El cambio climático no da tregua, y los hogares deben estar preparados. Ante el aumento en la frecuencia e intensidad de los fenómenos meteorológicos y sismológicos en América Latina, la resiliencia se ha convertido en el pilar fundamental de la política habitacional en la región.
Según el estudio Conexiones: Vivienda resiliente, realizado por Hábitat para la Humanidad América Latina y el Caribe, México presenta un índice de exposición a amenazas naturales del 31%, mientras que la incorporación de medidas de resiliencia y sostenibilidad en sus códigos de construcción alcanza un 53%.
El informe alerta sobre una constante preocupante en la región: los países con mayor nivel de riesgo son, en promedio, los que menos criterios de protección preventiva han integrado en sus reglamentos.
¿QUÉ ES UNA VIVIENDA RESILIENTE Y POR QUÉ VA MÁS ALLÁ DE LA “VIVIENDA ADECUADA”?
Si bien México trabaja en consolidar el concepto de “vivienda adecuada” (que garantiza habitabilidad, servicios básicos, asequibilidad y seguridad jurídica), el análisis advierte que esto es solo el punto de partida.
“Una vivienda puede ser adecuada en tiempos de paz, pero fallar ante una crisis si no es resiliente”, señala el documento elaborado por Katrina Lisnichuk, especialista de Hábitat para la Humanidad.
Una vivienda resiliente es aquella diseñada desde sus materiales, estructura y ubicación para soportar condiciones adversas, proteger la vida, preservar el patrimonio familiar y permitir una rápida recuperación económica y social tras una emergencia.

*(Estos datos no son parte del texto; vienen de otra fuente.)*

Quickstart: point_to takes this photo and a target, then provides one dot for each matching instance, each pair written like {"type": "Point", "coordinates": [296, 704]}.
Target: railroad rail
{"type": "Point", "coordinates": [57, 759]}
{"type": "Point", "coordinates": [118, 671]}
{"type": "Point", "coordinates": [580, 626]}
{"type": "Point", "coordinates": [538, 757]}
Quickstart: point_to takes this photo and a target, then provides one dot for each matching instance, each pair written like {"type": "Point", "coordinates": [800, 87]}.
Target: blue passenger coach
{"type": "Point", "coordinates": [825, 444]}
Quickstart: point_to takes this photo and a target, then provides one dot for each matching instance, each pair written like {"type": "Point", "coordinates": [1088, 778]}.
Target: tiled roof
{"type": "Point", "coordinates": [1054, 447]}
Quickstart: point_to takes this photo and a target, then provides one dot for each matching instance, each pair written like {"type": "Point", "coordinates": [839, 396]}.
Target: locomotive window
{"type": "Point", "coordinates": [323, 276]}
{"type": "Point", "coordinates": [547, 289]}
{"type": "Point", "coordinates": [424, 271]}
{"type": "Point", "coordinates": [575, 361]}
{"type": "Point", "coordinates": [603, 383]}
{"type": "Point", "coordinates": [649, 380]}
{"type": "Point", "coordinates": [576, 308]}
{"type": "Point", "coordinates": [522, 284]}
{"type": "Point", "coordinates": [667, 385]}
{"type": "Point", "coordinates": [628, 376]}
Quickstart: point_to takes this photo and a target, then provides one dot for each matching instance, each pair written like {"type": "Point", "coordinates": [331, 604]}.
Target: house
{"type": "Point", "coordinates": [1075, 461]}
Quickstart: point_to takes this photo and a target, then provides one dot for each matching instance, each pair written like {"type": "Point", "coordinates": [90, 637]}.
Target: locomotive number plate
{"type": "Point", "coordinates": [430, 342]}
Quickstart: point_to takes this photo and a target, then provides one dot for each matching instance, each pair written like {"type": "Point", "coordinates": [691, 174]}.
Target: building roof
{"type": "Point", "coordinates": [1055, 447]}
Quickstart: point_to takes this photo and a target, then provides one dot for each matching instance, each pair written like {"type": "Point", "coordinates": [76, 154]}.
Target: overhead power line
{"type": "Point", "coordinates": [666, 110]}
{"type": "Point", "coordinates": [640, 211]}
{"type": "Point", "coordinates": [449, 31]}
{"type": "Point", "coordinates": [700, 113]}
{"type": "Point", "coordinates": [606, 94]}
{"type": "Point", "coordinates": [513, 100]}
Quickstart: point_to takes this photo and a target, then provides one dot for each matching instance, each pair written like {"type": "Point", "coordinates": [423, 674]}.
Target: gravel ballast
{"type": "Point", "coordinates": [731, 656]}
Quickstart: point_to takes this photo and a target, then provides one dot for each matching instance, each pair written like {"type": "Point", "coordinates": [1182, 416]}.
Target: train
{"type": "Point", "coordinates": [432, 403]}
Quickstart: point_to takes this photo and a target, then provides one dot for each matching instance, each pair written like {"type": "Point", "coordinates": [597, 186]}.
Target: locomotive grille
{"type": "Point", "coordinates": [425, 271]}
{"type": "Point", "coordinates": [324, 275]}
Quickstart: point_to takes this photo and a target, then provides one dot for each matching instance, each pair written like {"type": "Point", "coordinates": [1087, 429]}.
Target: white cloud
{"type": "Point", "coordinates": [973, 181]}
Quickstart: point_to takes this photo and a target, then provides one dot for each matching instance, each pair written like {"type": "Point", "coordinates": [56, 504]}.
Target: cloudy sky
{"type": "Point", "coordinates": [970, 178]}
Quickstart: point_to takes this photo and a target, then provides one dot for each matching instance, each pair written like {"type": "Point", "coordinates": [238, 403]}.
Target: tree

INVERSIÓN VS. INACCIÓN: LA REGLA DEL 3%
Uno de los hallazgos más contundentes del estudio radica en el análisis costo-beneficio de la construcción preventiva:
- Inversión inicial: Incorporar criterios de resiliencia incrementa apenas un 3% el costo de inversión de una vivienda.

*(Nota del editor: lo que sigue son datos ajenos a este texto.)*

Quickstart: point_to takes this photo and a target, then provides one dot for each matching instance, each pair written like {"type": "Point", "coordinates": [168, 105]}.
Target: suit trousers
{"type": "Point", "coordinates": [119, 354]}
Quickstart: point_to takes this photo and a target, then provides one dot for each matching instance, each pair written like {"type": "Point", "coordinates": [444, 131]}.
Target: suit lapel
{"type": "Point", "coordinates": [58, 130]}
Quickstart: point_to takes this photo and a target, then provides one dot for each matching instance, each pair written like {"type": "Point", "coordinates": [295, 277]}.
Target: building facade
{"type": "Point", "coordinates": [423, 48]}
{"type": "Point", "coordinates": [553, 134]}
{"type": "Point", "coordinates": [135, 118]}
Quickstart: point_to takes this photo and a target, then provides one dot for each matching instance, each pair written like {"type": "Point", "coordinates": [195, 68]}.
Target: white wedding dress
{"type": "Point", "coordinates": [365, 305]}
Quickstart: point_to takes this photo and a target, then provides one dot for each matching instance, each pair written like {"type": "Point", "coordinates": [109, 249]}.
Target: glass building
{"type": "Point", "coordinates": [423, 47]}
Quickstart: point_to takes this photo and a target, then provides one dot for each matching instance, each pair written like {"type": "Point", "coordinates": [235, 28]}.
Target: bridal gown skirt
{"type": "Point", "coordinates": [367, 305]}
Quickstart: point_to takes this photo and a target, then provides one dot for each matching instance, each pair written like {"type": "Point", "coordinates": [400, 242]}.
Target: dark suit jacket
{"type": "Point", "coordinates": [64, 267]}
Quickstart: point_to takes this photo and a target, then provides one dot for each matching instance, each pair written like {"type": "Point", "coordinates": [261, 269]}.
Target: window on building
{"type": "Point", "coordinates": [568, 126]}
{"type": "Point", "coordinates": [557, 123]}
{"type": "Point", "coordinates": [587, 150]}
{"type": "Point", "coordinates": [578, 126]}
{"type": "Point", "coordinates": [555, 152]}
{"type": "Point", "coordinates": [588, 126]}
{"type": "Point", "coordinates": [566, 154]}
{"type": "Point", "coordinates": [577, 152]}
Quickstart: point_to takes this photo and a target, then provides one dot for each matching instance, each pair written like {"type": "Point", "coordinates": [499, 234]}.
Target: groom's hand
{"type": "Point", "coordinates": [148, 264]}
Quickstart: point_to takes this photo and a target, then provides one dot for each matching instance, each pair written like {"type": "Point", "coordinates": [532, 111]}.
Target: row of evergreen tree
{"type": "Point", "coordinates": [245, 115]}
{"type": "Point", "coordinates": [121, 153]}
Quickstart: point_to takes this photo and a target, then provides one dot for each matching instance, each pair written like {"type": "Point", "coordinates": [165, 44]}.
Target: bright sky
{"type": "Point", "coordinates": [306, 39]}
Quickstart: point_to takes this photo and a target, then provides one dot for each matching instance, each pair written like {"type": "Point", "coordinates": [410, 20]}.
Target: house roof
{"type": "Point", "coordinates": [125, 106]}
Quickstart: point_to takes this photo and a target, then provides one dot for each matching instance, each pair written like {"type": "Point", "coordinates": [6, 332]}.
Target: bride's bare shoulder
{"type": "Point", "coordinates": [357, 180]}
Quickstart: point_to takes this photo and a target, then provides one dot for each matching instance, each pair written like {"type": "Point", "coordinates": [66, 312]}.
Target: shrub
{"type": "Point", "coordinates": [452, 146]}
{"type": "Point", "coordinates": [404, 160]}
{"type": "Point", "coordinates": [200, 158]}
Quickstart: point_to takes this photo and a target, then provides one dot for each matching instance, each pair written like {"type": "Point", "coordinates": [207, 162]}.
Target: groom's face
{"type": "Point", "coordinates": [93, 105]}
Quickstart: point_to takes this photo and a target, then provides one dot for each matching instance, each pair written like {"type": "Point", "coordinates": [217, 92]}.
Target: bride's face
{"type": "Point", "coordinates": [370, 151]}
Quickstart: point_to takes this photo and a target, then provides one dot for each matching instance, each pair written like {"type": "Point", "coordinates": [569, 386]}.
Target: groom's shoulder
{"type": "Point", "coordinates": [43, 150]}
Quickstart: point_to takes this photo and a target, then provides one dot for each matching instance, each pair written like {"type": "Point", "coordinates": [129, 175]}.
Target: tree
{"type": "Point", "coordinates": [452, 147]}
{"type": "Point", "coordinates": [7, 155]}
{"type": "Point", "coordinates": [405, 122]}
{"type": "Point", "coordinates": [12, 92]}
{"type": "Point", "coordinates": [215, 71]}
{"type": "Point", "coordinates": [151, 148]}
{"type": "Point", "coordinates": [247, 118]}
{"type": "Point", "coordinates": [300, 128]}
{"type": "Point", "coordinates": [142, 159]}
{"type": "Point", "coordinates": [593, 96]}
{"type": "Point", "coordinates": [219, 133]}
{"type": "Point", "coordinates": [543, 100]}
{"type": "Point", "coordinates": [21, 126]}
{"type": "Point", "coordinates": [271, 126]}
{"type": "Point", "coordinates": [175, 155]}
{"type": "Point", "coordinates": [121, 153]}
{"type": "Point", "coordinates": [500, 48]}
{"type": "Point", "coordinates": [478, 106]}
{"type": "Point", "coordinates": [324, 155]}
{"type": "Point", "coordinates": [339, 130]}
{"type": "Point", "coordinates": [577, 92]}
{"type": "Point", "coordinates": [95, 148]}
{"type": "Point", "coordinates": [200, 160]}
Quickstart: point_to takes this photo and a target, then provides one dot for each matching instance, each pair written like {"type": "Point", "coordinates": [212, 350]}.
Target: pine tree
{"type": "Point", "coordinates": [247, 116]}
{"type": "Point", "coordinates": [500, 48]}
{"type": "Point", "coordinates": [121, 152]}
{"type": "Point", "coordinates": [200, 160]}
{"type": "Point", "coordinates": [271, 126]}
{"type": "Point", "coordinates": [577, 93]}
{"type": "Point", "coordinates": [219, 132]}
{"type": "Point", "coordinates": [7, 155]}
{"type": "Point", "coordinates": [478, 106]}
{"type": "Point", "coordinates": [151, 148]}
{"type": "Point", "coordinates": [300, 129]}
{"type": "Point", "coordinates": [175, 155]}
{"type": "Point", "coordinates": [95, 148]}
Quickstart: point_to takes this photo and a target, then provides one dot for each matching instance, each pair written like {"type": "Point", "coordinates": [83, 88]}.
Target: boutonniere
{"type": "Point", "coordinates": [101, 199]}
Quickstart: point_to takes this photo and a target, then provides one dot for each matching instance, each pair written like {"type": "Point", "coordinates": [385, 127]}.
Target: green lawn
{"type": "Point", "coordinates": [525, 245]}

- Retorno de inversión: Se estima que, por cada dólar invertido en infraestructura resiliente, se ahorran cuatro dólares en pérdidas económicas tras un desastre.
El costo de no actuar supera ampliamente el gasto preventivo, sobre todo en América Latina, donde las pérdidas materiales por desastres naturales suelen rebasar con frecuencia los presupuestos estatales destinados a la vivienda.

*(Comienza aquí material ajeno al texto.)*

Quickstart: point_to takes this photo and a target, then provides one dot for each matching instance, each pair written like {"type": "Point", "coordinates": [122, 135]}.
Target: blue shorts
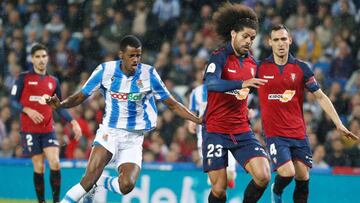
{"type": "Point", "coordinates": [33, 143]}
{"type": "Point", "coordinates": [243, 146]}
{"type": "Point", "coordinates": [283, 149]}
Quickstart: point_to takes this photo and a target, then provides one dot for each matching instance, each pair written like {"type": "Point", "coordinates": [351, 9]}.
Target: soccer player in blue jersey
{"type": "Point", "coordinates": [228, 77]}
{"type": "Point", "coordinates": [37, 132]}
{"type": "Point", "coordinates": [130, 89]}
{"type": "Point", "coordinates": [281, 102]}
{"type": "Point", "coordinates": [197, 104]}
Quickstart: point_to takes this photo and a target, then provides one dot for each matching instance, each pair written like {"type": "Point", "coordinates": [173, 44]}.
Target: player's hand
{"type": "Point", "coordinates": [191, 127]}
{"type": "Point", "coordinates": [34, 115]}
{"type": "Point", "coordinates": [254, 82]}
{"type": "Point", "coordinates": [200, 120]}
{"type": "Point", "coordinates": [53, 101]}
{"type": "Point", "coordinates": [76, 128]}
{"type": "Point", "coordinates": [344, 131]}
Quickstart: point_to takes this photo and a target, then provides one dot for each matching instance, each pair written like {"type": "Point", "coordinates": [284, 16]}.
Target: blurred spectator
{"type": "Point", "coordinates": [167, 13]}
{"type": "Point", "coordinates": [325, 31]}
{"type": "Point", "coordinates": [353, 84]}
{"type": "Point", "coordinates": [34, 25]}
{"type": "Point", "coordinates": [343, 64]}
{"type": "Point", "coordinates": [337, 156]}
{"type": "Point", "coordinates": [139, 27]}
{"type": "Point", "coordinates": [89, 59]}
{"type": "Point", "coordinates": [72, 32]}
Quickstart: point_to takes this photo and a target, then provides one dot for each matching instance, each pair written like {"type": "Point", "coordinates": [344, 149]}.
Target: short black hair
{"type": "Point", "coordinates": [277, 27]}
{"type": "Point", "coordinates": [234, 17]}
{"type": "Point", "coordinates": [129, 40]}
{"type": "Point", "coordinates": [36, 47]}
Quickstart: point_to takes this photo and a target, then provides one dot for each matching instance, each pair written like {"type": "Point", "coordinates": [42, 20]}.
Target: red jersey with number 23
{"type": "Point", "coordinates": [227, 112]}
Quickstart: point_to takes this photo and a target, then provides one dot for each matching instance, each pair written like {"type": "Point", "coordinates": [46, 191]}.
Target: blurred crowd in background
{"type": "Point", "coordinates": [178, 37]}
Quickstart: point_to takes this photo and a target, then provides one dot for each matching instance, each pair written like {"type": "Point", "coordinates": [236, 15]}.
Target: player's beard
{"type": "Point", "coordinates": [242, 50]}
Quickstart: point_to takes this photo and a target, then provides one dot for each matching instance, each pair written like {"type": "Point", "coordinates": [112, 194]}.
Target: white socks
{"type": "Point", "coordinates": [109, 183]}
{"type": "Point", "coordinates": [74, 194]}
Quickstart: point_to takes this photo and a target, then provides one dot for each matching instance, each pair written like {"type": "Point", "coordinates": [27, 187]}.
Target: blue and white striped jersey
{"type": "Point", "coordinates": [129, 100]}
{"type": "Point", "coordinates": [198, 102]}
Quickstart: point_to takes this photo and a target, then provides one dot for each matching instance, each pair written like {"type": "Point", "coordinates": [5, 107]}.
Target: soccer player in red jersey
{"type": "Point", "coordinates": [37, 133]}
{"type": "Point", "coordinates": [281, 102]}
{"type": "Point", "coordinates": [226, 127]}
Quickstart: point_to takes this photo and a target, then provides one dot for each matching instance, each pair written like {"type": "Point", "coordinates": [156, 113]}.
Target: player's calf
{"type": "Point", "coordinates": [301, 192]}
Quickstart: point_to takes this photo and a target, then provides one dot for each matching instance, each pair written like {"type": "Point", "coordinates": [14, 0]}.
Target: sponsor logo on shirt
{"type": "Point", "coordinates": [252, 70]}
{"type": "Point", "coordinates": [127, 96]}
{"type": "Point", "coordinates": [40, 99]}
{"type": "Point", "coordinates": [239, 94]}
{"type": "Point", "coordinates": [139, 83]}
{"type": "Point", "coordinates": [211, 68]}
{"type": "Point", "coordinates": [284, 97]}
{"type": "Point", "coordinates": [268, 77]}
{"type": "Point", "coordinates": [231, 70]}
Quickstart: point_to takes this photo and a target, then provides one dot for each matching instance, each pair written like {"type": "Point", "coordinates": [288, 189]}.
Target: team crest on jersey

CLAVES Y FINANCIAMIENTO PARA TRANSFORMAR LAS CIUDADES
Para cerrar la brecha de vulnerabilidad, Hábitat para la Humanidad propone una serie de acciones urgentes para los gobiernos y el sector constructor:
- Actualizar los códigos de construcción e integrar criterios climáticos obligatorios.
- Brindar asistencia técnica en procesos de autoconstrucción.
- Mapeo de riesgos: Utilizar herramientas georreferenciadas para frenar la urbanización en zonas de deslaves o inundaciones.
- Financiamiento verde: Impulsar mecanismos como bonos verdes, hipotecas ecológicas, fondos climáticos y créditos concesionales para subsidiar tanto construcciones nuevas como el mejoramiento del parque habitacional existente.